Ray Bradbury, Fahrenheit 451, roman, SF, Science Fiction, anticipation, dystopie, avis, blog, chronique, littérature

Roman SF - Editions Ecoutez Lire - 5h03 d'écoute 

Parution d'origine en France chez Denoël en 1955

L'histoire :  451 degrés Fahrenheit représentent la température à laquelle un livre s'enflamme et se consume. Dans cette société future où la lecture, source de questionnement et de réflexion, est considérée comme un acte antisocial, un corps spécial de pompiers est chargé de brûler tous les livres, dont la détention est interdite pour le bien collectif.  Guy Montag est donc un pompier pyromane... Jusqu'au jour où sur un chantier, il dérobe une fois de plus un livre, qui rejoint les autres qu'il cache soigneusement chez lui. Mais ce livre là changera sa vie, car il l'ouvrira, le lira et commencera à comprendre beaucoup de choses. Montag devient alors la cible principale de ses collègues, et se lance dans une course poursuite... vers la liberté !

Tentation : Le sujet

Fournisseur : Bib N°3

 

 

Mon humble avis : Je ne lis pas souvent de SF simplement parce que c'est un genre littéraire que j'ai découvert comme tel via la blogosphère et que depuis, ma PAL s'est empli de centaines de romans plus conventionnels. Et pourtant, à chaque fois que découvre un classique de cette littérature SF, je me prends une véritable claque, un choc qui m'amène à vénérer ma lecture. D'ailleurs, j'ai écouté ce livre en audio, mais je prévois me le procurer en format papier, afin d'en relire certains passages, au gré de mes envies.

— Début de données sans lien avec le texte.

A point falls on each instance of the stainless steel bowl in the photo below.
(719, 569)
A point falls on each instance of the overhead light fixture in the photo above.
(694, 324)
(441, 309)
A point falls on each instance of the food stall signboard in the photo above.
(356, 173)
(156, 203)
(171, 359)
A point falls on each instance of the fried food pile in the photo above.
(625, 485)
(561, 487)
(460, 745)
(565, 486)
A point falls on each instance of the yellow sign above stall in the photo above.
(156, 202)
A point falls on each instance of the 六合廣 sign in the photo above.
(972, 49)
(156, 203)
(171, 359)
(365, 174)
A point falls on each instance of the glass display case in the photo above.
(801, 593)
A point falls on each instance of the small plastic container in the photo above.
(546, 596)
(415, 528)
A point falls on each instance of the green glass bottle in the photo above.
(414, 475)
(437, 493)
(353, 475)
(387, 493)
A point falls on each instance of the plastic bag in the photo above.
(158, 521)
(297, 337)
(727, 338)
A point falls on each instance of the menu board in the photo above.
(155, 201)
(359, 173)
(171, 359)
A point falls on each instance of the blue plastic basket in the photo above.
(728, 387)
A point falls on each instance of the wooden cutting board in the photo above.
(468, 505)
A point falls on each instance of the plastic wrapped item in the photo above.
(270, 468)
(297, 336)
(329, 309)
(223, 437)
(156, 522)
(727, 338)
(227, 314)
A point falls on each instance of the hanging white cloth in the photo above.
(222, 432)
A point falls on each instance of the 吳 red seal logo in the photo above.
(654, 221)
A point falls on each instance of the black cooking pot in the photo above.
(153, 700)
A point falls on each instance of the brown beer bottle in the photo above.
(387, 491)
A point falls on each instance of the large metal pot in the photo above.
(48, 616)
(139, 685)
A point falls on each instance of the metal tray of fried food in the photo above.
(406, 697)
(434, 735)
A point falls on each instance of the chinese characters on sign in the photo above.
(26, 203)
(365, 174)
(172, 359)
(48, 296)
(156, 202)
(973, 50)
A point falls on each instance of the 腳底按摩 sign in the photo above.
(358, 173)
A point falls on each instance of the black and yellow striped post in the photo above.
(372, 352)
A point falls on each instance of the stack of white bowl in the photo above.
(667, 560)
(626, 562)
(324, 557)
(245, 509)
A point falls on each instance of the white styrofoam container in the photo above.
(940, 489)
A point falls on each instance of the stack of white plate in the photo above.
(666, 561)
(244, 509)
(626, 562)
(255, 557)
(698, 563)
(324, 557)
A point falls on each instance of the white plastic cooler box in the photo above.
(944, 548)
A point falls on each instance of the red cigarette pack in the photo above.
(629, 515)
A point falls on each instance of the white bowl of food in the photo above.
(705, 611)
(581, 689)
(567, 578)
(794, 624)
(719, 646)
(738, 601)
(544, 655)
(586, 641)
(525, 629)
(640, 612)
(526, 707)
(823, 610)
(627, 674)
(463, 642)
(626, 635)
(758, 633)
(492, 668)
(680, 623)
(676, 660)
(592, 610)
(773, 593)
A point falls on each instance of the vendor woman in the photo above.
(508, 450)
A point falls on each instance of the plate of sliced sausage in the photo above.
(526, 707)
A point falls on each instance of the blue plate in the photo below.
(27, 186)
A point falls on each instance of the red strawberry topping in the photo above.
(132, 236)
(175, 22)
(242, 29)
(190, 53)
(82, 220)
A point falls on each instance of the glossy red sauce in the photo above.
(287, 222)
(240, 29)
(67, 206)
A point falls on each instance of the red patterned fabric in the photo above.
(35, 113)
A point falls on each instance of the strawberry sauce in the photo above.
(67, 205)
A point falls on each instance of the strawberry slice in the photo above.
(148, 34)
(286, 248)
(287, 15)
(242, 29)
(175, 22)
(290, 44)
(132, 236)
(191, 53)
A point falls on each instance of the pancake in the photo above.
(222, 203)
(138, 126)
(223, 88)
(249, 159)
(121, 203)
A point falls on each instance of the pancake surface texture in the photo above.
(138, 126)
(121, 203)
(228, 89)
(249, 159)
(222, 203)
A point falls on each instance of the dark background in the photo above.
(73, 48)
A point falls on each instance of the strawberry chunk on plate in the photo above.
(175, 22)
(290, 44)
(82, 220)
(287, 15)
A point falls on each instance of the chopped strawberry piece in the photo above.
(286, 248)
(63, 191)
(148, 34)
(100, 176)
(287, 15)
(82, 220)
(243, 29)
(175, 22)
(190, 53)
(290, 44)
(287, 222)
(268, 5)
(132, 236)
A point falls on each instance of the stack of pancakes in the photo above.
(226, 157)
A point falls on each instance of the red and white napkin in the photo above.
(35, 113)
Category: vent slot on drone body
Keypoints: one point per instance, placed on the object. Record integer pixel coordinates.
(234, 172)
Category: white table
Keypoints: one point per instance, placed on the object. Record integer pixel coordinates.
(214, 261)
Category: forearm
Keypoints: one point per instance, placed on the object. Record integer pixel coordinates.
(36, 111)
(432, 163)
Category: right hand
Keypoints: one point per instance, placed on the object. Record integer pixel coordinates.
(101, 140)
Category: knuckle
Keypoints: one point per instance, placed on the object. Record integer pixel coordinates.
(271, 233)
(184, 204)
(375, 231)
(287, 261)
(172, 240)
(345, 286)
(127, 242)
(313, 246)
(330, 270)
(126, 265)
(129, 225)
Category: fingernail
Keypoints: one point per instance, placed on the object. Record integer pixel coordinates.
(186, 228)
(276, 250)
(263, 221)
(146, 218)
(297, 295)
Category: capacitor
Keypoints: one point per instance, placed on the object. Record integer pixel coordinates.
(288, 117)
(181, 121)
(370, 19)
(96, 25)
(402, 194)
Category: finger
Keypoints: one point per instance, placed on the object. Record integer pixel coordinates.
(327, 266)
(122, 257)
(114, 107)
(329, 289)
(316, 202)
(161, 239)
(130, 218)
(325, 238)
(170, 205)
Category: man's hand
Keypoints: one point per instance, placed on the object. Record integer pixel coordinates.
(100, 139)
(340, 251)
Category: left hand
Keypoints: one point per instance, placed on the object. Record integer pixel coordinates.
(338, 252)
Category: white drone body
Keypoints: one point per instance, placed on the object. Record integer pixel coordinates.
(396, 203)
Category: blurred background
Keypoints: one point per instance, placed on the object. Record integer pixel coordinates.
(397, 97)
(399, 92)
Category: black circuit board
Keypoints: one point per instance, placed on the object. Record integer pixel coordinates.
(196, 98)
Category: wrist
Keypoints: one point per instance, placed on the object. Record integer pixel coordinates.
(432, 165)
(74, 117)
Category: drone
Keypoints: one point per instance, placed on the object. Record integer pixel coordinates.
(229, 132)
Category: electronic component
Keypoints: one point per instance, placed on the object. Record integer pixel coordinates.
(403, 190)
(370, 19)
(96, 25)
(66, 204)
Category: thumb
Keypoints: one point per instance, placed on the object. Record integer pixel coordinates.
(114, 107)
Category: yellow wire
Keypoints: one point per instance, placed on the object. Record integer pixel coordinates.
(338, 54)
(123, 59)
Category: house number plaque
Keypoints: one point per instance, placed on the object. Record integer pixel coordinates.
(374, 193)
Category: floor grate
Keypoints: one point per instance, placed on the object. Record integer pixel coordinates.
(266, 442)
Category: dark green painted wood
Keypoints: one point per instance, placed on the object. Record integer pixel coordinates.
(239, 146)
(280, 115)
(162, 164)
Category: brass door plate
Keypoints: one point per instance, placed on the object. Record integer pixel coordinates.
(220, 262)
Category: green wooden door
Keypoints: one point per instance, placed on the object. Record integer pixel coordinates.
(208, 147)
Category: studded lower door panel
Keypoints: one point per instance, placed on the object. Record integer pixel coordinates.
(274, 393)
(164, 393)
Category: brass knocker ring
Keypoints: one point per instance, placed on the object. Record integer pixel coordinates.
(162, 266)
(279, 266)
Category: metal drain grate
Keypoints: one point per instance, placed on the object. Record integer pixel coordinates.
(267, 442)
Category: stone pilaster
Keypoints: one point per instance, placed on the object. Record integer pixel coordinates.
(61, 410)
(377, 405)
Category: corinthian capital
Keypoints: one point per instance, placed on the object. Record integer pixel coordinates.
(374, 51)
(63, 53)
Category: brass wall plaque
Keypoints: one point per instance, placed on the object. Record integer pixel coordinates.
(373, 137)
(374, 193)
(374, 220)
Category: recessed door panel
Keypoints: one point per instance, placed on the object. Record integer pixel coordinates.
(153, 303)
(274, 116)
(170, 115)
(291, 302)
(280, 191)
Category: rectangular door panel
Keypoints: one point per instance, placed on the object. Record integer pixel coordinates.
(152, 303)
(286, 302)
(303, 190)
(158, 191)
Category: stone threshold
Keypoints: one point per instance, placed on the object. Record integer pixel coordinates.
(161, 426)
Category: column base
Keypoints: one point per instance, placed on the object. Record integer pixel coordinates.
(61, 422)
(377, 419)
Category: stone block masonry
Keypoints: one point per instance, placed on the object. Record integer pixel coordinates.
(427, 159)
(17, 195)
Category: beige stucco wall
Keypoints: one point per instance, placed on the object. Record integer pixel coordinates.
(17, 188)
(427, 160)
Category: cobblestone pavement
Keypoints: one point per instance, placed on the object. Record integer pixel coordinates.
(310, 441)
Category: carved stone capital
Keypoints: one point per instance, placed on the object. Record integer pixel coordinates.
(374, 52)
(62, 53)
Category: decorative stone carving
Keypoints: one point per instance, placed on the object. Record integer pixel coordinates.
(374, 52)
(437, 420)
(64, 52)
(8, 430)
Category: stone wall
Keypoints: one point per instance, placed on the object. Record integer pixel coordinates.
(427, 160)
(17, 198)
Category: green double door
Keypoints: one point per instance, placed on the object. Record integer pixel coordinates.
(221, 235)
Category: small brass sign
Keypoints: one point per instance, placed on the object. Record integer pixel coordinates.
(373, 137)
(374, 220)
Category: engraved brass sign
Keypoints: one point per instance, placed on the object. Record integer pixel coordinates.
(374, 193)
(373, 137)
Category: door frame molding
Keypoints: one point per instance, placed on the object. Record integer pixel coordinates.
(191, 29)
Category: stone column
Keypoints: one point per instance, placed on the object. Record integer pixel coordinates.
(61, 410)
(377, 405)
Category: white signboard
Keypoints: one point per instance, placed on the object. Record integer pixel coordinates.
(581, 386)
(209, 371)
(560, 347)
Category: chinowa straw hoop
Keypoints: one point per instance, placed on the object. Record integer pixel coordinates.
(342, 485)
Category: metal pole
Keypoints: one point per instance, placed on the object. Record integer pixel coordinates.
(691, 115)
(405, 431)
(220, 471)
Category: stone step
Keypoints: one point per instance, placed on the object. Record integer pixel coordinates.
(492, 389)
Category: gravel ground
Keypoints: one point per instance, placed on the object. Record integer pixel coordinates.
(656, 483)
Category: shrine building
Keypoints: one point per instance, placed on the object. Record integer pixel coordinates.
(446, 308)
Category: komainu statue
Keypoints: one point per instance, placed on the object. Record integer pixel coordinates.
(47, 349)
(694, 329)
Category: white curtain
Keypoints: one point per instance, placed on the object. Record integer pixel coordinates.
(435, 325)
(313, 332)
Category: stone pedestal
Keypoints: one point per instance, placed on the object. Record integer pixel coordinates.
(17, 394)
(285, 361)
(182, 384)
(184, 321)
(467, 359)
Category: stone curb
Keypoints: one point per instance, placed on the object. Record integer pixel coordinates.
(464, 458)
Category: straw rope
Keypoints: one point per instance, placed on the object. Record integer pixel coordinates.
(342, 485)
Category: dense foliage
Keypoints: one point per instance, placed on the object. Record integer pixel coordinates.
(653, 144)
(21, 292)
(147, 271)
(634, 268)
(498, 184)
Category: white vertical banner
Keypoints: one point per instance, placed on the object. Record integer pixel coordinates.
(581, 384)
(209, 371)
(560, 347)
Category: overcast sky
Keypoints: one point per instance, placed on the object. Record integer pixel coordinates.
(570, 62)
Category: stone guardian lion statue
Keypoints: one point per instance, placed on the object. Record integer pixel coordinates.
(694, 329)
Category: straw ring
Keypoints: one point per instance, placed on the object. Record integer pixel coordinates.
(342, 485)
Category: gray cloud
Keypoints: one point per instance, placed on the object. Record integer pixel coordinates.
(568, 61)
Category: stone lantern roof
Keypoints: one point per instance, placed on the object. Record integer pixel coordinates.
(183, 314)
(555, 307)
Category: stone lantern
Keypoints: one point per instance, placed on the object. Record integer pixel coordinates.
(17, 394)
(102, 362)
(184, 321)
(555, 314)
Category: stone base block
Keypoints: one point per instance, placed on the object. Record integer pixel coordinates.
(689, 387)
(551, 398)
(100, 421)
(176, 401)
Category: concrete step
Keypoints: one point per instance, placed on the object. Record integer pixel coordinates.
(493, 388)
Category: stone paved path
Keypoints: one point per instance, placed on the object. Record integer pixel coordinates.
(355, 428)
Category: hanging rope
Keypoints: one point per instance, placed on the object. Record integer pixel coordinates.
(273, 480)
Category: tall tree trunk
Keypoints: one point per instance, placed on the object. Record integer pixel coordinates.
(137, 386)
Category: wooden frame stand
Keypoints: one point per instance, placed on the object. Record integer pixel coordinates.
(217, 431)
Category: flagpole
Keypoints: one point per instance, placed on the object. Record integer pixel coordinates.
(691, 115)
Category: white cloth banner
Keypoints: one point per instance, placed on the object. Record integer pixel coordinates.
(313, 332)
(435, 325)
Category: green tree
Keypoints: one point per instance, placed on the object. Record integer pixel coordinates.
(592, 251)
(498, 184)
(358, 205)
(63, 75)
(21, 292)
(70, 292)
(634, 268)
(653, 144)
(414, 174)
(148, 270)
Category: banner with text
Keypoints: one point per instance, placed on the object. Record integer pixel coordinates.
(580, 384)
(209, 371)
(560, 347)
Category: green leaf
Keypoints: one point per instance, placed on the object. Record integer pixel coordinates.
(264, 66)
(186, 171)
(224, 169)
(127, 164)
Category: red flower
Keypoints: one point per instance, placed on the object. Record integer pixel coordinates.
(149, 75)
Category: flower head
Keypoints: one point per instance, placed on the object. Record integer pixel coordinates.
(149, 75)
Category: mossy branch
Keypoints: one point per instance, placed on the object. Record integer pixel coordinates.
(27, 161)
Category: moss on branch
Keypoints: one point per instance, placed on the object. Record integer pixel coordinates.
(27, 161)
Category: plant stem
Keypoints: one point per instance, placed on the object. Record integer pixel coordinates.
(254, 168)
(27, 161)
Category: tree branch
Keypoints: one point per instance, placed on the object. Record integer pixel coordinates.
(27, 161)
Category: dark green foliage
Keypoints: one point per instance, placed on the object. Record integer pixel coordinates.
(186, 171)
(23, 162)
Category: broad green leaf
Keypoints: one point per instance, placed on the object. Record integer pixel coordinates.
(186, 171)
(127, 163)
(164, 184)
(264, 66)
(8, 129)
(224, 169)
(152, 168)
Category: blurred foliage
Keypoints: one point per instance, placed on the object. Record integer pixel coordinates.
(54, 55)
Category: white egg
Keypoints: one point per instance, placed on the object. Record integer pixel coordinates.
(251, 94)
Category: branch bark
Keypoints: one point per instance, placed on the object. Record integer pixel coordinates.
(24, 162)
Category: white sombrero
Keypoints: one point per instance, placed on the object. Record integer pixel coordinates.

Je ne vais pas faire une étude sur ce texte sur lequel tout à déjà été dit (remarque, je n'ai jamais la sensation d'en faire), mais vous inciter à le découvrir de toute urgence si ce n'est pas déjà fait. C'est un bijou, un véritable chef d'oeuvre, si dense et intense dans ses dénonciations, ses craintes, ses analyses sociétales, même si ici, on est supposé être dans un avenir plus ou moins proche.

Fahrenheit 451 équivaut à 232.8 degrés Celcius, et c'est le point d'auto inflammation du papier, donc évidemment des livres. Dans cette dystopie, Bradbury a imaginé une société où posséder un livre serait un crime et le lire, encore plus. Les pompiers n'existent plus pour éteindre les feux, mais pour les provoquer, à chaque découverte de stocks de livres. Les livres brûlés ne sont pas une "nouveauté", moult doctrines et religions l'ont fait de par l'histoire, par esprit de censure, n'autorisant au peuple que des lectures précises. Ici, c'est mondial et aucun livre n'est épargné.

Dans ce roman aucune religion ni idéologie purement dictatoriale pour remplacer les livres, ces objets si dangereux puisqu'ils amènent les citoyens à penser, à réfléchir, à connaitre autre chose que ce dont la société les abreuve. Juste la dictature sociétale ; celle du divertissement à outrance, de l'abêtissement qui vous est servi sur un plateau et qui vous envahit tellement de toute part qu'il devient l'unique vérité, l'unique réalité, l'unique possibilité. Donc aucune sensation de domination, de manque de liberté, de malheur, de peur ou autre... En fait, plus vraiment de bonheur à part celui de la consommation et de la vacuité cérébrale. Puisque l'on imagine même plus que l'on puisse penser. Donc plus aucun souci dans la vie, plus aucune réflexion, plus aucune remise en question... mais plus de choix non plus.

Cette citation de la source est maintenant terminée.